Giorno del ricordo: per non dimenticare le foibe e l’esodo istriano

Giorno del ricordo: per non dimenticare le foibe e l’esodo istriano

Oggi Palazzo Chigi illuminato con la scritta “Io ricordo”

Oggi, 10 febbraio, è il Giorno del Ricordo, istituito nel 2004 per non dimenticare gli italiani morti nel corso degli eccidi avvenuti in Friuli Venezia Giulia tra il 1943 e il 1947.
Stiamo parlando dei massacri delle foibe, che derivano il loro nome dalle insenature naturali tipiche delle aree carsiche che in dialetto friulano sono dette, appunto, “foibe”.

Queste fosse hanno una forma particolare che rende difficile la risalita e il soccorso, motivo per cui spesso le vittime venivano gettate vive o ferite in queste cavità e lasciate morire dopo giorni di sofferenza.

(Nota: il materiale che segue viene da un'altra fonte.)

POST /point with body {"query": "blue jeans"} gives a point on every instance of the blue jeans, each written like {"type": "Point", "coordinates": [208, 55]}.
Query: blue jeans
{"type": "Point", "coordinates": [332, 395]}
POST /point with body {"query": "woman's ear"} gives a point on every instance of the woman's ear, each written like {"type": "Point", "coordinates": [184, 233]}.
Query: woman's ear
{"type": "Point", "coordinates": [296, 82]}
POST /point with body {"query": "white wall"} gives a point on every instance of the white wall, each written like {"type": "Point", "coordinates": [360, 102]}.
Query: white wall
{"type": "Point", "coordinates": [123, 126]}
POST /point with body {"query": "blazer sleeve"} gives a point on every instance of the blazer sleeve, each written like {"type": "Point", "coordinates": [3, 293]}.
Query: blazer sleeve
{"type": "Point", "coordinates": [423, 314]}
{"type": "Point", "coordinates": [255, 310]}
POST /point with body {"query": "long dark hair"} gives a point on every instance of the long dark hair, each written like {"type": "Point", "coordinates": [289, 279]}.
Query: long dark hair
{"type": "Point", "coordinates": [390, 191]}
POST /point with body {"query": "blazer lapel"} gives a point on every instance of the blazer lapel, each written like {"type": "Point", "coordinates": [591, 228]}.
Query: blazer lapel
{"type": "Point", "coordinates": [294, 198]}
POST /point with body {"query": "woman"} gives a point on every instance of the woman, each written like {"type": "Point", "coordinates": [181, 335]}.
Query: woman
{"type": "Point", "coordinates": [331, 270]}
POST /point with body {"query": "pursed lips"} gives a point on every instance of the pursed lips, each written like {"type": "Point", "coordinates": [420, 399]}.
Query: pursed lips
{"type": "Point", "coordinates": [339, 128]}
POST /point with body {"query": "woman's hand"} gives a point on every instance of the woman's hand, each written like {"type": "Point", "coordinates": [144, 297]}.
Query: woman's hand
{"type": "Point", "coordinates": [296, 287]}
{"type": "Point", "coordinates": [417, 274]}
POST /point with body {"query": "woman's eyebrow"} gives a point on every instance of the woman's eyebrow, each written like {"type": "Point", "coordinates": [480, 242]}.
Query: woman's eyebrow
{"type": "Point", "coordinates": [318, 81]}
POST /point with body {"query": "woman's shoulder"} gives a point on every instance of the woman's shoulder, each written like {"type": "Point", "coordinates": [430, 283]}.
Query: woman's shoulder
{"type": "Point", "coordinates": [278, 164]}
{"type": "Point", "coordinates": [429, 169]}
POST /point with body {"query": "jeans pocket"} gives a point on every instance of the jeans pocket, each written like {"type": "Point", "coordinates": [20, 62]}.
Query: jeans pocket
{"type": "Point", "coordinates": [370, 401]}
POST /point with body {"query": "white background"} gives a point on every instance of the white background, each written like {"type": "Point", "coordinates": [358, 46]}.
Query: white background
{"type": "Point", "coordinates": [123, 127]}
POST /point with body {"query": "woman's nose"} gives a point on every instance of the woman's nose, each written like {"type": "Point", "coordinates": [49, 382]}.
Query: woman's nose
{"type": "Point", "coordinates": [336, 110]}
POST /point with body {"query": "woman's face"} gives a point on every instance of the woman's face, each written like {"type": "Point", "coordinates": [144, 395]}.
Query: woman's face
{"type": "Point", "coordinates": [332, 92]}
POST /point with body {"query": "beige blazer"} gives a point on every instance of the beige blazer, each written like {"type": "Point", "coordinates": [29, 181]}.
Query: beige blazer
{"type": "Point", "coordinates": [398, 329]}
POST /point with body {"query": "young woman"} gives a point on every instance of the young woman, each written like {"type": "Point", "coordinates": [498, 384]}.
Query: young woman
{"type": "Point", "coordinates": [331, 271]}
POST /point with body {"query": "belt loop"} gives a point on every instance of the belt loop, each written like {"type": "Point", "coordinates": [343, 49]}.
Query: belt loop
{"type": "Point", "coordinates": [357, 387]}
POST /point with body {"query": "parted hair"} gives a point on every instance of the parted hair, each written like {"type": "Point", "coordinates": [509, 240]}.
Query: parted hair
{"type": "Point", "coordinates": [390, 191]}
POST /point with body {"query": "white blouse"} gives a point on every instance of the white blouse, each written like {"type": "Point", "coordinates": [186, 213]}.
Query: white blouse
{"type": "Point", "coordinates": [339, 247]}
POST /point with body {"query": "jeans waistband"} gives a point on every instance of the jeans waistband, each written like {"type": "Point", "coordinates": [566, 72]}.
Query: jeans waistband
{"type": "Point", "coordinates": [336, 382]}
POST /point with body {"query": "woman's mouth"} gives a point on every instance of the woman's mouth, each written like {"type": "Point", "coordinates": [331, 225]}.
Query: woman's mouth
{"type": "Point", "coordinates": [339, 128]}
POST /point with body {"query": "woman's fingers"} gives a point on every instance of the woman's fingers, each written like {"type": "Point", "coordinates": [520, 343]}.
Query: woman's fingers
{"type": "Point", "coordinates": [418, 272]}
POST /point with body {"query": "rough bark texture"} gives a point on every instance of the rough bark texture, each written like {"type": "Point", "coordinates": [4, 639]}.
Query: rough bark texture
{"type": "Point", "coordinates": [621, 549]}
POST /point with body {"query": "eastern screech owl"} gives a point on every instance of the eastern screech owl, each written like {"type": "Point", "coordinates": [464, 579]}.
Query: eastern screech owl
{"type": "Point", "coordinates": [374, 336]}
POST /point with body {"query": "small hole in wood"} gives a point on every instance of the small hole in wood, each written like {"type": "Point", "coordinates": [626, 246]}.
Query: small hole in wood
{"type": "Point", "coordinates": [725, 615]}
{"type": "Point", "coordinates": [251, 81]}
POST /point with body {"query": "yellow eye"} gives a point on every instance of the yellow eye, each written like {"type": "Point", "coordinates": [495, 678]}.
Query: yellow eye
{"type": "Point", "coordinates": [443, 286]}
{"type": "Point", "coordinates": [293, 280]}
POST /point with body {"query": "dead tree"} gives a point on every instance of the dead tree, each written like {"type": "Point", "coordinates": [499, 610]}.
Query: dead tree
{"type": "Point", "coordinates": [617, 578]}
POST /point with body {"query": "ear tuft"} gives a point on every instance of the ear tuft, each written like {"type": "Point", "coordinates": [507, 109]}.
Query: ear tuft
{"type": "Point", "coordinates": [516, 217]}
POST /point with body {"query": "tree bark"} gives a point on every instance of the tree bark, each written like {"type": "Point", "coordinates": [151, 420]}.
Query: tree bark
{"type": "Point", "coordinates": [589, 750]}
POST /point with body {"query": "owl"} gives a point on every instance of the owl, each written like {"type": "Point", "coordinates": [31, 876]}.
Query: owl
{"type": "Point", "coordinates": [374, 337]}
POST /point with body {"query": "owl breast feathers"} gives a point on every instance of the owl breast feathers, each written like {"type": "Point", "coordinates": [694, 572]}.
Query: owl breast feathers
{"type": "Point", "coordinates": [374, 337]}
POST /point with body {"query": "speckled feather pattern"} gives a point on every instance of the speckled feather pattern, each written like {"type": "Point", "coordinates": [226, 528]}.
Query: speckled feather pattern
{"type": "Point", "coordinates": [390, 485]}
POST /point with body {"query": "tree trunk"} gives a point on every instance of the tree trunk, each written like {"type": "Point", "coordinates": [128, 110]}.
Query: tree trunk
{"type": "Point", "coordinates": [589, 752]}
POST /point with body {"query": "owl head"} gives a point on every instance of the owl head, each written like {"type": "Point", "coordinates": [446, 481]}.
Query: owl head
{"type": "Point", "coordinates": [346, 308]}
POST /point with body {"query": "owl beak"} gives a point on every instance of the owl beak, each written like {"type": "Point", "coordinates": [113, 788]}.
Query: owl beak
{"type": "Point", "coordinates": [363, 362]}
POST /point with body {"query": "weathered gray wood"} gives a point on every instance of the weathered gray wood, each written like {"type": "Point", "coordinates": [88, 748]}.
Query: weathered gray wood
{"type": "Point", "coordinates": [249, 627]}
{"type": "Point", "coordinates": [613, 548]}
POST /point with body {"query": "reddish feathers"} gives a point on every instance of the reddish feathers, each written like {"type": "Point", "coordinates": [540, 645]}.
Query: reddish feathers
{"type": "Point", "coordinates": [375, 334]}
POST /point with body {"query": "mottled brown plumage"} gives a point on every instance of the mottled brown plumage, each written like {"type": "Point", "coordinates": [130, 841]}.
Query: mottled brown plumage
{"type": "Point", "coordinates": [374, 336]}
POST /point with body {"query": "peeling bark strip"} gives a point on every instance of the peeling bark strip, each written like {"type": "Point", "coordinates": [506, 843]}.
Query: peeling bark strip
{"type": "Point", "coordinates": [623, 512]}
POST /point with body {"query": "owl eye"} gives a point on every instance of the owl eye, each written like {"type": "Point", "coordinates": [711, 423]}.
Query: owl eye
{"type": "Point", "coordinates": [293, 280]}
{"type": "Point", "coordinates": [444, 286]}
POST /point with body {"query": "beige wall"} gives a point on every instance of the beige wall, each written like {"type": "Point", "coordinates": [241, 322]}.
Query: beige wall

Quanti siano stati i caduti non si sa di preciso ma secondo alcuni studi – che considerano sia le salme recuperate che quelle stimate, nonché i morti nei campi di concentramento jugoslavi -, il numero dei morti si aggira intorno alle 10mila persone.
Una contabilità macabra alla quale mancherebbero, secondo il Centro studi Adriatici, le vittime di ben trentasette cave di bauxite per le quali non è stato possibile alcun accertamento.

foibe
Schema di una foiba tratto da una pubblicazione del 1946 del CNL istriano

Perché il 10 febbraio?

La scelta della data non è casuale. Proprio il 10 febbraio 1947, infatti, fu siglato il trattato di Parigi fra l’Italia e le potenze alleate vincitrici della Seconda guerra mondiale. Un patto che stabiliva anche diverse rinunce territoriali, tra cui la cessione alla Repubblica Socialista Federale di Jugoslavia di buona parte dell’Istria (comprese le isole adriatiche di Cherso e Lussino, Lagosta e Pelagosa), di Zara e di Fiume.

Come mai tutto questo odio?

Dopo il crollo del regime fascista, nel 1943, i partigiani jugoslavi sostenitori del maresciallo Tito, rivoluzionario filo sovietico, compirono feroci massacri contro la popolazione italiana.

Il popolo jugoslavo giustificò la decisione di torturare gli italiani perché sosteneva che fossero tutti fascisti e contrari al loro regime e perché, dalla fine della Prima Guerra mondiale fino all’armistizio della Seconda, gli italiani amministrarono duramente le zone slave, imponendo un’italianizzazione forzata e con metodi violenti, come pestaggi e deportazioni nei campi di concentramento.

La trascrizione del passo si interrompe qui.